The consideration of specific factors in determining impairment of fitness to practise was compared with their subsequent consideration when determining the severity of sanction. Additionally, cases that highlighted aggravating circumstances deemed as serious enough to warrant removal were monitored. Pearson's χ(2) test was used to detect any variation from the expected distribution of data.

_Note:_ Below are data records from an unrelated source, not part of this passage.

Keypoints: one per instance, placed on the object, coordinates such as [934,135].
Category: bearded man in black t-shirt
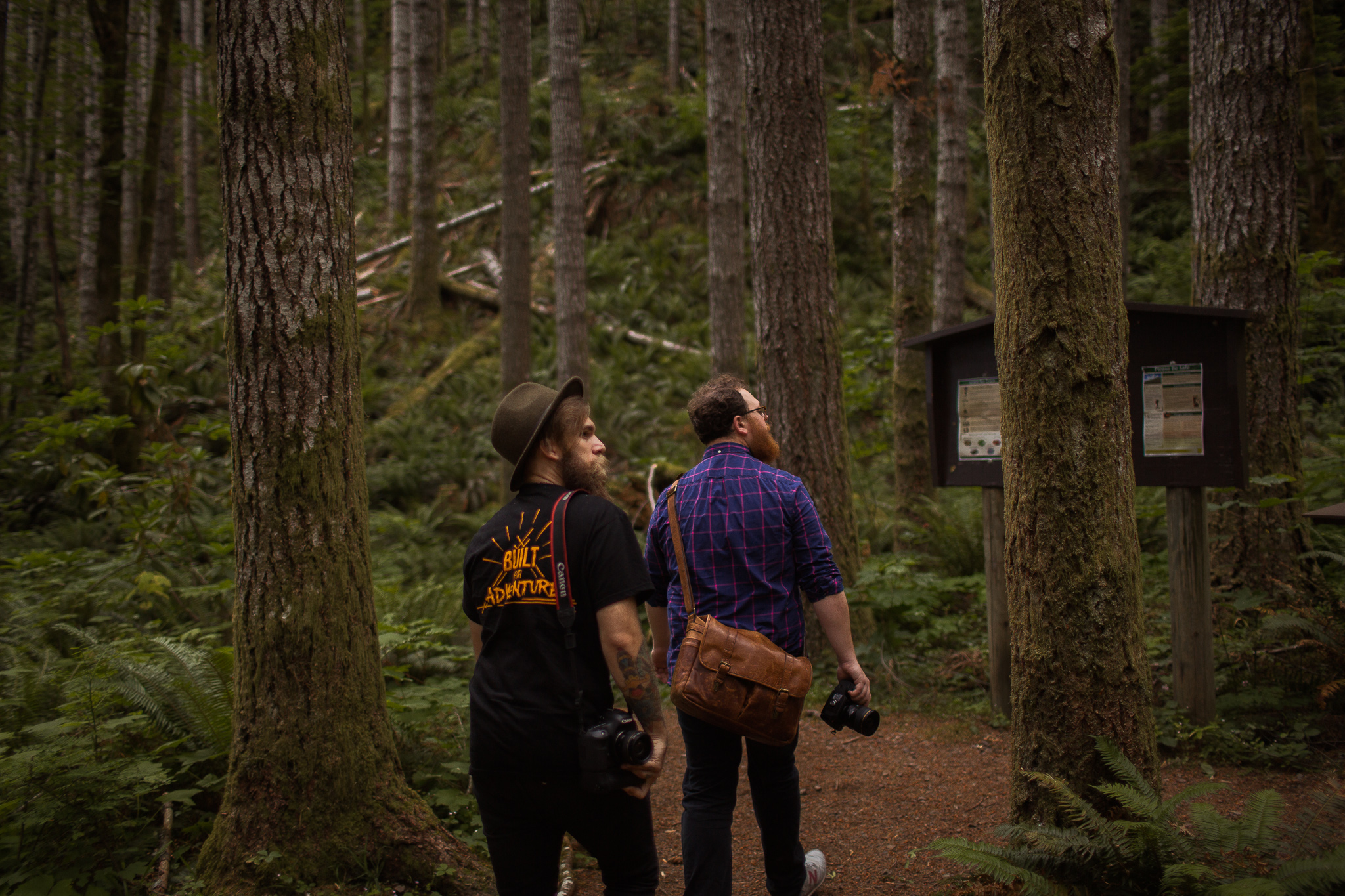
[525,719]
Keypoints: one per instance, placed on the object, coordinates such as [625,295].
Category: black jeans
[709,794]
[525,821]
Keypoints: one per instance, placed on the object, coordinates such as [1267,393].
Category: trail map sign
[1174,413]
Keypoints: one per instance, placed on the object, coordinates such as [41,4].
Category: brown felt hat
[521,419]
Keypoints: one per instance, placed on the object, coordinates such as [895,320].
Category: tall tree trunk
[313,770]
[109,20]
[155,112]
[674,64]
[568,195]
[1121,19]
[164,247]
[426,158]
[950,202]
[192,37]
[91,198]
[517,211]
[912,308]
[400,113]
[1245,253]
[1157,102]
[1072,550]
[793,289]
[724,151]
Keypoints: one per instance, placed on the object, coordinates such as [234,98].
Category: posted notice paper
[978,419]
[1174,410]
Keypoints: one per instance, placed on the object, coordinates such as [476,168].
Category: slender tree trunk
[1157,104]
[724,151]
[191,35]
[424,150]
[568,195]
[793,289]
[1245,253]
[400,113]
[674,65]
[516,215]
[313,771]
[1072,551]
[1121,19]
[109,20]
[164,249]
[912,305]
[950,202]
[91,196]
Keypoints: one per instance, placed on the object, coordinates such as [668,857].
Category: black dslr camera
[607,746]
[841,712]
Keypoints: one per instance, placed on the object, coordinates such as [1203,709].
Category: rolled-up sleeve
[654,558]
[814,565]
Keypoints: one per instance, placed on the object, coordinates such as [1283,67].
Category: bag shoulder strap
[688,599]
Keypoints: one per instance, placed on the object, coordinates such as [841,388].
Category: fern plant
[186,691]
[1151,852]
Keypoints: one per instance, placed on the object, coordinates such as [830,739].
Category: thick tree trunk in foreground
[798,347]
[568,195]
[517,206]
[426,159]
[912,308]
[1072,551]
[313,771]
[1245,253]
[724,152]
[400,112]
[950,203]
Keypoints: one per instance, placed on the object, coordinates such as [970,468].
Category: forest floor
[873,803]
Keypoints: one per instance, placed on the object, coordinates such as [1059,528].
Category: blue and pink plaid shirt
[753,542]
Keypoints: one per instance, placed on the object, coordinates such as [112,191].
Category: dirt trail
[872,801]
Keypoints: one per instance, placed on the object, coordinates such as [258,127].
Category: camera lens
[632,747]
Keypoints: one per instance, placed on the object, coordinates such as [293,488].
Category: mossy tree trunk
[911,209]
[724,159]
[1072,553]
[1245,110]
[568,194]
[313,771]
[793,289]
[516,215]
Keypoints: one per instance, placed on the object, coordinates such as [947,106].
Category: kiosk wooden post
[997,597]
[1192,613]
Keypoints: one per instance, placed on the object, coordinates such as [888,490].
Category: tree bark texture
[313,771]
[1072,551]
[950,203]
[1245,254]
[426,245]
[568,195]
[724,152]
[674,62]
[400,112]
[517,203]
[912,307]
[793,288]
[192,37]
[1158,106]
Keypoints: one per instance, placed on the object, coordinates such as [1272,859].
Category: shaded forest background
[116,568]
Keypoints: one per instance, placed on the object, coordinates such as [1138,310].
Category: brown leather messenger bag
[735,679]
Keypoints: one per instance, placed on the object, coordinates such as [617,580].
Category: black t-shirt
[522,711]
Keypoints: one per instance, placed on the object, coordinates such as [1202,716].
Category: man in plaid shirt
[753,544]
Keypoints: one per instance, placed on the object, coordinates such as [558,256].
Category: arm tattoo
[639,685]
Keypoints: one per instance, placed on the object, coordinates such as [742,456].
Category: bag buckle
[718,676]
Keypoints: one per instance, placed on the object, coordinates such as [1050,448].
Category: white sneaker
[814,870]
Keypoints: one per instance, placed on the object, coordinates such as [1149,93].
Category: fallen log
[462,219]
[487,297]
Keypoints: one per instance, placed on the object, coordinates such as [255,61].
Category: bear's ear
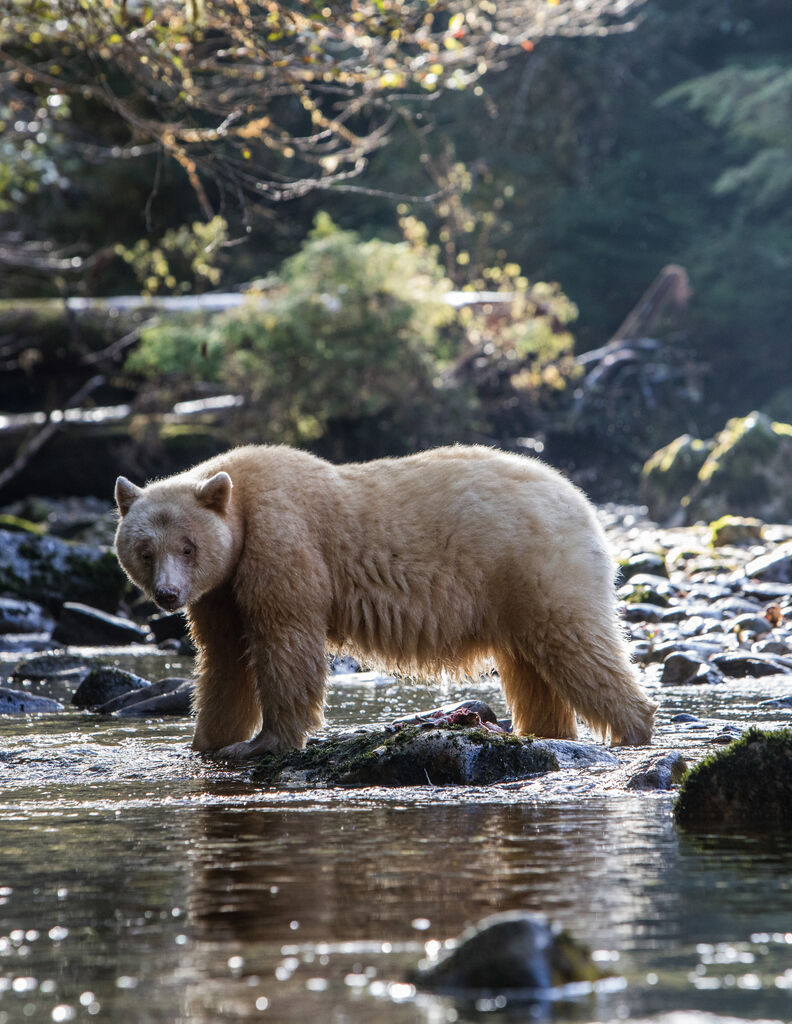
[126,492]
[214,494]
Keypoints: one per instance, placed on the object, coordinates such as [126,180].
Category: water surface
[137,883]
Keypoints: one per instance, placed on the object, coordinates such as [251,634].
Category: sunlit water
[138,884]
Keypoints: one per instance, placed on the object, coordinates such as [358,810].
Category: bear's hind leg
[536,709]
[592,672]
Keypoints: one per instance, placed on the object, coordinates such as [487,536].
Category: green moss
[748,784]
[412,756]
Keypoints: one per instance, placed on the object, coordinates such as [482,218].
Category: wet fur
[438,561]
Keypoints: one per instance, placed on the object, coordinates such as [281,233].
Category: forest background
[557,165]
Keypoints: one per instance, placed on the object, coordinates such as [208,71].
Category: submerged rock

In total, 42 cases met the inclusion criteria. Each of the four factors considered was more likely to be heard when determining sanction having first been factored in to the consideration of impairment. Where risk of harm was identified as an aspect of an optician's misconduct, the sanctions of suspension or removal were no more likely to be imposed. Where dishonesty was involved, they were more likely to result in suspension or removal.
The GOC do, in general, factor the rulings of High Court appeal cases into their deliberations on the impairment of fitness to practice and, where dishonesty is involved, consider their own guidance in determining which sanction to apply. The authors were unable to show that placing the safety of patients at risk was more likely to result in removal from the register.